The .NET 5 unification deprecated .NET Standard as the cross-runtime spec, because the unified runtime no longer needed it. Existing libraries targeting netstandard2.0 still work everywhere, including on modern .NET. New libraries should target a specific .NET version like net8.0 — or netstandard2.0 if they need to keep supporting .NET Framework consumers. Microsoft's official guidance is at learn.microsoft.com/dotnet/standard/net-standard.
People who actually shaped .NET
Original Microsoft team: Anders Hejlsberg (C# language designer, Distinguished Engineer; previously Turbo Pascal and Delphi at Borland; moved to Microsoft 1996), Patrick Dussud (CLR architect, Technical Fellow), Krzysztof Cwalina and Brad Abrams (Framework Design Guidelines; BCL conventions), Eric Lippert (C# language design and compiler), Jay Schmelzer (long-time Visual Studio leadership).
Mono / Xamarin lineage: Miguel de Icaza (Mono founder 2001, Xamarin co-founder, Distinguished Engineer at Microsoft 2016–2022), Nat Friedman (Xamarin co-founder, GitHub CEO 2018–2021), Joseph Hill (Xamarin co-founder).
Modern .NET team: Mads Torgersen (C# language design lead, current), Stephen Toub (performance lead; the public face of the annual "Performance Improvements in .NET N" mega-posts), Richard Lander (.NET runtime PM), Damian Edwards (ASP.NET Core lead, minimal APIs author), David Fowler (architect across many of the modern stacks — ASP.NET Core, Orleans, Aspire), Immo Landwerth (BCL / API surface). Public face: Scott Hanselman (long-running community-facing .NET evangelist), Scott Guthrie (Azure EVP, originally created ASP.NET in 2002).
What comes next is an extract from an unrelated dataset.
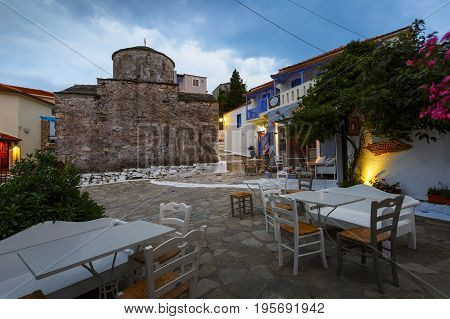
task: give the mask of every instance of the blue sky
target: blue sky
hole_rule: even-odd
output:
[[[323,50],[359,37],[287,0],[241,0]],[[423,18],[445,0],[295,0],[367,37]],[[0,0],[0,83],[58,91],[110,77],[17,13],[112,73],[111,54],[147,45],[176,63],[179,73],[208,77],[208,89],[237,68],[248,87],[277,69],[320,51],[276,29],[233,0]],[[427,20],[429,30],[450,29],[450,5]]]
The sibling and derived runtimes
Several runtimes branch off the main .NET tree:
- Mono — the open-source CLR started in 2001 by Miguel de Icaza. Stewarded by Microsoft 2016–2024; handed off to the Wine project in 2024 as its long-term home.
- .NET Native — the AOT-compiled UWP-only runtime; deprecated in favor of the modern native-AOT story.
- Blazor — .NET running in the browser via WebAssembly (Blazor WebAssembly) or rendered on the server with DOM diffs over SignalR (Blazor Server) or hybrid (Blazor Hybrid in MAUI).
- MAUI — .NET Multi-platform App UI; the Xamarin Forms successor for iOS / Android / macOS / Windows. Graduated in .NET 6 (2021).
- Unity scripting — the Unity game engine embeds a forked Mono runtime; Unity has been working toward a native-AOT-based future under "CoreCLR" support, but as of the table's last update most shipping Unity titles still use the Mono fork.
- dotnet/runtimelab — the public experimental sandbox for runtime-team work (Green Threads, Project Reunion-related code, and so on).